Epic Games’ popular online shooter Fortnite already had a massive player base. With the addition of in-game “parties” and “movie nights”, though, Epic has grown it even more. Events like Travis Scott’s “Astronomical” that attracted a staggering 45 million viewers was followed by several others, featuring artists like Deadmau5, Steve Aoki, and Dillon Francis.
But for every success story, there are countless others told about failures. One of the best examples is Rave.Family’s ill-fated “Block Fest”, a grandiose festival set to be held in Minecraft that went down in history as the Fyre Festival of our times.
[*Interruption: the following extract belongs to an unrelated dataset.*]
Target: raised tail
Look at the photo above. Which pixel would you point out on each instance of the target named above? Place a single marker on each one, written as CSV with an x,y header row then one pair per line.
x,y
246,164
Tomorrowland is one of the biggest EDM events in the world – or better said, it “was” before the pandemic hit. The event was famous for its elaborate decorations and attractive lineups, as well as its massive attendance – last year, the two-weekend event attracted around 400,000 people to Boom, Belgium.
This year, in turn, the people behind the festival had to be creative – and the were, creating a massive virtual island called Pāpiliōnem to host the events of the festival. The island had eight virtual stages, and the performers recorded their sets in custom-built green-screen studios across several countries. But the event had more to offer than just DJ sets in fairytale settings: it came complete with roundtables, party games, tailor-made video content to stream, and many others.
Tomorrowland Around the World happened over a weekend, featuring more than 60 performers, and sold over 1 million tickets.
Live Stream Concerts
Among the many online events held this year, there is one that stands out: the one called “BANG BANG CON The Live” held by Kpop band BTS this summer. The event attracted a massive audience – more than 750,000 viewers from 107 countries have tuned in to follow the live stream of the boy band.
The show was a massive success for the band’s promoted Big Hit Entertainment, too, considering that tickets for the event were sold between $20 and $35. For this price, the viewers could follow the show from six camera angles, sitting in virtual “rooms” that were styled to fit the songs being performed.
The band will try to repeat the success of “The Live” with “BTS Map of the Soul ON:E”, a live event that will be streamed on October 10 and 11. During the event, the band will perform the equivalent of an “offline” concert, spiced up by augmented reality and other modern solutions. Tickets for the event will cost between $40 and $90.